A Tweak To A Modern UX Classic: Rainbow Spreadsheets With Numbers!

Jamie Caloras
Philosophie is Thinking
3 min readApr 19, 2016

I first heard about Rainbow Spreadsheets from lane halley and then learned about them through experience, with the help of this article by Tomer Sharon: https://www.smashingmagazine.com/2013/04/rainbow-spreadsheet-collaborative-ux-research-tool/

Let’s focus on the “Observation” sheet, in which you can see a colorful pattern of behavior emerge across multiple participants. Here’s the sample “Observation” sheet from Tomer Sharon’s article linked above:

The “Observation” sheet from Tomer Sharon’s Rainbow Spreadsheet sample

One advantage of these spreadsheets that Tomer describes is:

The visual representation of observations helps people quickly understand what’s important.

While I appreciate and use this qualitative view of importance, I still find myself adding up the colored cells across rows to have an actual number of participants that behaved in a certain way. So a few months ago I made a small change.

Put A One On It

I couldn’t get no…number satisfaction. Now I can!

Add a “1” to each top-row participant cell and create a column that sums the participant rows. I think this update aligns with three of the advantages Tomer describes:

It involves the entire team.

Research results are turned around quickly.

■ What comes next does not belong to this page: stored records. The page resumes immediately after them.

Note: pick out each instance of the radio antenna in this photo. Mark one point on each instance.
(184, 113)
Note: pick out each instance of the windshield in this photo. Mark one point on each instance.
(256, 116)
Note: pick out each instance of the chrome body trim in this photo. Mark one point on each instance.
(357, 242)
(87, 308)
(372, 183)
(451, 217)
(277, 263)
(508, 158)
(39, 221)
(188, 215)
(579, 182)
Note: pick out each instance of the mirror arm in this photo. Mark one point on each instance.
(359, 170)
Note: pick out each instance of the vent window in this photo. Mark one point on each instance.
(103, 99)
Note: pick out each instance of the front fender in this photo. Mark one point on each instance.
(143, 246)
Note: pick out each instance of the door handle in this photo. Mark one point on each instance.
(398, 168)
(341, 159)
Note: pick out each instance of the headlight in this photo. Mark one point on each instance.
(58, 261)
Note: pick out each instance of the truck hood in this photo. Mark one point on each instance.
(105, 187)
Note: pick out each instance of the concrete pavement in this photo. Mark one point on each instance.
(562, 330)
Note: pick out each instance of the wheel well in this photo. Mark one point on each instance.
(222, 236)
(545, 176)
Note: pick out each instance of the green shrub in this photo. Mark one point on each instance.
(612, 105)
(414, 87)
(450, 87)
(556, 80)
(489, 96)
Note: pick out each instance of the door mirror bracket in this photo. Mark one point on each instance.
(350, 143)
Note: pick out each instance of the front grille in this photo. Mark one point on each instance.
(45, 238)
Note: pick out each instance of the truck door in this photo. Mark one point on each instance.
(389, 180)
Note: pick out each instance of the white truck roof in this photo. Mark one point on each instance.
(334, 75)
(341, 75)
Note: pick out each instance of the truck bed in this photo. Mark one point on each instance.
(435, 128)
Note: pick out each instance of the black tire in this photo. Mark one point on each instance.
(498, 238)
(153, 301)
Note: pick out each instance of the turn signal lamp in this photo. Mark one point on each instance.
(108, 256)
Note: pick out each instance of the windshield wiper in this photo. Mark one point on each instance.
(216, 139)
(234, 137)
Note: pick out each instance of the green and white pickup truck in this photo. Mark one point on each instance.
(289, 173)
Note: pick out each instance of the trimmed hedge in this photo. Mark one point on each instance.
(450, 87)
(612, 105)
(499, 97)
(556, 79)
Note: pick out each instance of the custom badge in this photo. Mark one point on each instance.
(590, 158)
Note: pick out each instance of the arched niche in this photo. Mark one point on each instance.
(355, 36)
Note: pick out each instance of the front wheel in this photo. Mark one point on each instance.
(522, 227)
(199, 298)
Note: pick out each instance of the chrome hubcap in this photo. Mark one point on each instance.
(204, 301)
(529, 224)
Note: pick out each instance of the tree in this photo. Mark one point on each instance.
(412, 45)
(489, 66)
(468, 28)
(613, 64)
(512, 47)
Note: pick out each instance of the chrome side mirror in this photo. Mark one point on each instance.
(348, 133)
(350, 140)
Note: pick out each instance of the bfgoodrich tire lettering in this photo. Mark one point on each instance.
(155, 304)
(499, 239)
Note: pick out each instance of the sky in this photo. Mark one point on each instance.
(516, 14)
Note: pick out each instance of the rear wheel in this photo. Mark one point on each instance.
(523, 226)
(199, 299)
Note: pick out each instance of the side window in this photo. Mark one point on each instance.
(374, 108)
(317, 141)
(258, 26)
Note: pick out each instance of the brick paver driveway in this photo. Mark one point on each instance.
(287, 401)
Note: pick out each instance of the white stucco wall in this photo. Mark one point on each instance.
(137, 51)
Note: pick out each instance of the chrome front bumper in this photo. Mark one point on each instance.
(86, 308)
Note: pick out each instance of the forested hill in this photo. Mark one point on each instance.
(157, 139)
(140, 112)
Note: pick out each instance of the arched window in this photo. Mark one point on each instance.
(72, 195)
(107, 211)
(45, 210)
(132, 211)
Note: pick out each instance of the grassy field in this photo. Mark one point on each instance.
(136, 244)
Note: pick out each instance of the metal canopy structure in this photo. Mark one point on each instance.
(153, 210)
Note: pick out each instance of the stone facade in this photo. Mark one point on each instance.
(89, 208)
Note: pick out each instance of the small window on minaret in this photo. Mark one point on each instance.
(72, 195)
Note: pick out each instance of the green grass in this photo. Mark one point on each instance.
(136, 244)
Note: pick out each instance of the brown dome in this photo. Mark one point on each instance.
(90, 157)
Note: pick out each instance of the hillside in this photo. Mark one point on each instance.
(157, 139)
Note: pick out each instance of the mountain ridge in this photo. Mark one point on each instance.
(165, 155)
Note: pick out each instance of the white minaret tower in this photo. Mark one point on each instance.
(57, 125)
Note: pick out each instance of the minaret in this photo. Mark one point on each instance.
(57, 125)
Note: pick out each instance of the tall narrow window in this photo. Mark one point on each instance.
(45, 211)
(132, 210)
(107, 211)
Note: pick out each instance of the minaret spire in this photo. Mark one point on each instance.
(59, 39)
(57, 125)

There is no formal report. When was the last time you heard someone say, “Yes! I get to read a report today!”

Hide Those Ones

This works great, but unfortunately it clutters the rainbow, which muddies the qualitative, quick-glance value of the visualization and is also a bit of an eyesore. So here is the final iteration:

The same sample rainbow now with “hidden” values in the colored cells

The last step is to set the text color to equal the background color of colored cells. This way the rainbow is beautiful, usable with its initial intent, and there is a sum for quick quantitative reference.

Using The “Observation” Sheet

When I use this sheet during research I copy the colored top-row cell of the current participant and paste it into the relevant row. I find this to be the quickest way to mark observations — versus, say, highlighting the appropriate cell and colorizing it. When I introduce the tool to teammates, I suggest this method.

With the added “1” in each top-row cell, the process of recording observations remains a copy and then paste of the current colored participant cell, but now the paste carries a value of one as well.